The collective's recordings, credited as Uncle Jamm's Army, were released on Freak Beat Records. These included the 1983 electro single "Dial-A-Freak," followed by "Naughty Boy" and "The Roach Is on the Wall," the latter credited to Uncle Jamm's Army and The California Cat Crew. By the late 1980s, the rise of N.W.A. and Ruthless Records had reshaped the West Coast hip hop landscape, and Uncle Jam's Army ceased operations.

== Impact and legacy ==
Writers identify Uncle Jamm's Army as a bridge between Los Angeles funk party culture and professionalized West Coast hip hop. Their use of drum machines and electronic instrumentation influenced later G-funk producers, including Dr. Dre. The 1983 single "Dial-A-Freak" is recognized as a formative Los Angeles electro release.

== Discography ==

=== Singles ===
- "Dial-A-Freak" (1983, Freak Beat Records, catalog number UJA-1001)
  - A1. "Dial-A-Freak" – 6:35
  - A2. "Yes, Yes, Yes (Vocal)" – 7:25
  - B1. "Yes, Yes, Yes (Instrumental)" – 8:50
- "Naughty Boy" (1985, Freak Beat Records, catalog number UJA-1002)
  - A1. "Naughty Boy"
  - A2. "What's Your Sign (Of the Zodiac Baby Doll)"
  - B1. "What's Your Sign (Instrumental)"
- "The Roach Is on the Wall" (credited to Uncle Jamm's Army & The California Cat Crew) (1985, Freak Beat Records, catalog number UJA-1003)
  - A1. "The Roach Is on the Wall"
  - A2. "Roach Motel (Fast Version)"
  - B1. "The Roach Is on the Wall (Slow Instrumental Rap Yourself)"

== Deaths ==
Rodger Clayton died on October 10, 2010, of a heart attack.
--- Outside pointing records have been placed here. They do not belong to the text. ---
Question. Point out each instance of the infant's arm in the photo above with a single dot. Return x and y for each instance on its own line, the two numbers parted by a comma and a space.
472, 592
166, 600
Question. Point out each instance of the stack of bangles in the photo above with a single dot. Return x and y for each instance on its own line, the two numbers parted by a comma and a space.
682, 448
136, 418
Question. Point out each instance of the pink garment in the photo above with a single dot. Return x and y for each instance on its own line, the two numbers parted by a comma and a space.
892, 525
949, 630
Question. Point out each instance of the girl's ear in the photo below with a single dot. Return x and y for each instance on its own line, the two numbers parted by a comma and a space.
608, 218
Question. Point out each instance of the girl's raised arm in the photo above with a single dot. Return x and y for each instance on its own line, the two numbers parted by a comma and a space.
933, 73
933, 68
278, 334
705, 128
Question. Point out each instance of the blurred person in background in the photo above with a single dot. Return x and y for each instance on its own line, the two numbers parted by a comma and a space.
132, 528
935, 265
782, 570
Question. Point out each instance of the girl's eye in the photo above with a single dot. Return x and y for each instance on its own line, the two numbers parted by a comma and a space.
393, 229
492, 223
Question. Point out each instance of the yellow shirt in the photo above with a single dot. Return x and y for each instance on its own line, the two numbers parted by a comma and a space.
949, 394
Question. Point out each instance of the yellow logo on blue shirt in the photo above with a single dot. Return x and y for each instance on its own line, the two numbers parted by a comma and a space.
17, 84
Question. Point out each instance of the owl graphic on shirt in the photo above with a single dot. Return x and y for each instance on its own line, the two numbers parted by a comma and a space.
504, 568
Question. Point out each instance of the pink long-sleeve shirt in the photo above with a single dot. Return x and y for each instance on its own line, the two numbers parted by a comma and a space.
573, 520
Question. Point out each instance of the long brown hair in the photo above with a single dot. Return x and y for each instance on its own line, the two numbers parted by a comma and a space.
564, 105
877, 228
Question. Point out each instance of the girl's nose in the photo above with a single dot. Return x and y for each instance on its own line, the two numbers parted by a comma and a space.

David "Dr. Funkenstein" Storm, an original member of the collective, died in 2023 and was publicly memorialized by former colleagues. (Note: The death of David Storm was reported by peers on social media, including a memorial post by Egyptian Lover. No independent news coverage has been located. A more reliable secondary source for this claim would strengthen the article for GA review.)